There are many cases in machine learning where we deal with a large number of features. There are many ways to deal with this problem.

If we suspect that many of these features are useless, then we can apply **feature selection **techniques such as:

- Univariate methods:
**Chi-square test**, or rank by using information-based metrics (e.g.**mutual information**). - Recursive feature elimination.
- Embedded feature selection: L1-regularization (e.g. LASSO), or random forests.

All these methods make various assumptions. An assumption that is not very common is that the features are clustered in a way so that the features within a cluster are highly correlated.

However, there are cases where this assumption is actually quite realistic. For example, this is the case for genomics. The number of input features is large and many genes are correlated with each other.

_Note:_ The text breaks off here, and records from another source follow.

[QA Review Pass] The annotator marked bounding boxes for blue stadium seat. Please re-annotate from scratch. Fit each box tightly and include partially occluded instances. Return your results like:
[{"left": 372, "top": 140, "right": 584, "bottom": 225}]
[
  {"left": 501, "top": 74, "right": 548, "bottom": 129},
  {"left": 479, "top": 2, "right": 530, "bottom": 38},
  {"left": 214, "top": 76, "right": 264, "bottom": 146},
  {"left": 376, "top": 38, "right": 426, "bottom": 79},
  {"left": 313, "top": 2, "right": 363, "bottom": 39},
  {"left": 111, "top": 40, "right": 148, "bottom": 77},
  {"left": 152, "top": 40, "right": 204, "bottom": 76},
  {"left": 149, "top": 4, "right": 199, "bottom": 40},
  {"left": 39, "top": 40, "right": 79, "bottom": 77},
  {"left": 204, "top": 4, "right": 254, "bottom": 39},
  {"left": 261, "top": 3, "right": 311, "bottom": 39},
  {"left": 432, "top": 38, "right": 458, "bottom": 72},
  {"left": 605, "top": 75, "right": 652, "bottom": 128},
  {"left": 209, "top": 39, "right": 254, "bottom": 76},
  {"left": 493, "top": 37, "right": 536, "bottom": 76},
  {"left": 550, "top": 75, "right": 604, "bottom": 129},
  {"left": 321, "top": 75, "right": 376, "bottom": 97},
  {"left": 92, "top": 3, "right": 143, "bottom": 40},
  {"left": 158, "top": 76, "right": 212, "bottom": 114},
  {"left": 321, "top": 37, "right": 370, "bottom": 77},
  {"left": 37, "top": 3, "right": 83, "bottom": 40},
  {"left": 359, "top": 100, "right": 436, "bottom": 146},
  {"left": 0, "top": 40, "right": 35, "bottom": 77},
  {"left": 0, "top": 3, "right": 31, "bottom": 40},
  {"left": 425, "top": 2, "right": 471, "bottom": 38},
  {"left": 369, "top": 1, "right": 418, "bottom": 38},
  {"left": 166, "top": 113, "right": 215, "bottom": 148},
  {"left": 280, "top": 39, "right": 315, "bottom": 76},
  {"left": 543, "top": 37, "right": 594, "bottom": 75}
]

Another similar case is wearable technologies. For example, there are many sports clubs that are using GPS wearables. During my research I had the opportunity to work with STATSports Viper. Viper produces tons of variables for each session, most of which are correlated with each other. For example, accelerations, decelerations and the total number of sprints. In the figure below you can see the correlations amongst the different GPS features that were used in my research entitled “*A supervised PCA logistic regression model for predicting fatigue-related injuries using training GPS data” (link opens to the Mathsports 2015 conference proceedings)*. Deeper blue means more highly correlated. It is easy to see that there are different groups of highly correlated variables.

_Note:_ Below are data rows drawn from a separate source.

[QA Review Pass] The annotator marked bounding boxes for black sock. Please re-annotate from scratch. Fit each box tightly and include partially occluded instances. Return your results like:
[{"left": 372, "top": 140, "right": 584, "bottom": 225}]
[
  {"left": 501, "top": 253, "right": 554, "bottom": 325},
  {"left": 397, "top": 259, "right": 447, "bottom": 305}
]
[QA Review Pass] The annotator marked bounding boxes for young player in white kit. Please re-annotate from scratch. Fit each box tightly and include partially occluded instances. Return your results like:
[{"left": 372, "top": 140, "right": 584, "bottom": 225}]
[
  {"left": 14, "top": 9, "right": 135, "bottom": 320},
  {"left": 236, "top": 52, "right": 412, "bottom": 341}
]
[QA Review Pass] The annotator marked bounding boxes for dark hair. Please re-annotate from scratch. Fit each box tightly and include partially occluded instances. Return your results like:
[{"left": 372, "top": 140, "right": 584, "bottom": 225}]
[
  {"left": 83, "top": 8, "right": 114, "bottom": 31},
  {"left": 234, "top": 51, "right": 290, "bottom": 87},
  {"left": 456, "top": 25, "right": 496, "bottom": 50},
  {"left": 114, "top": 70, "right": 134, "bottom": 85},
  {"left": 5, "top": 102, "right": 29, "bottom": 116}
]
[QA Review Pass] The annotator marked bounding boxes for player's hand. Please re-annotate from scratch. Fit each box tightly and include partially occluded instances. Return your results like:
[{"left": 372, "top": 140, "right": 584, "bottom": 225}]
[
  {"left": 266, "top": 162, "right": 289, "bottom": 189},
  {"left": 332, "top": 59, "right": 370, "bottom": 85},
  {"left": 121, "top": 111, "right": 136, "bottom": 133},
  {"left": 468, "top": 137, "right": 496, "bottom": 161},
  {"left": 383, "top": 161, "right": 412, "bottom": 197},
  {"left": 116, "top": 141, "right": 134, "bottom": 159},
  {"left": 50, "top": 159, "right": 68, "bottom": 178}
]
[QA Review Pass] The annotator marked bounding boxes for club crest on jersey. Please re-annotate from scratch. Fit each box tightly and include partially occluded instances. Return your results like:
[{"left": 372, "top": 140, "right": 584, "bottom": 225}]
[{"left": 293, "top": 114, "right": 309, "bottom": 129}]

A particularly good technique to attack these kinds of problems is **supervised PCA**. Supervised PCA builds principal components with regards to a target variable. The original paper is by Bair et al. (2006) and you can also find it from Stanford – Supervised PCA.

Not only this algorithm can perform rather well in cases where this assumption is met, but it can replace a vast amount of features with a small number of components, correlated with the target variable. This can be extremely useful in contexts where interpretation is important.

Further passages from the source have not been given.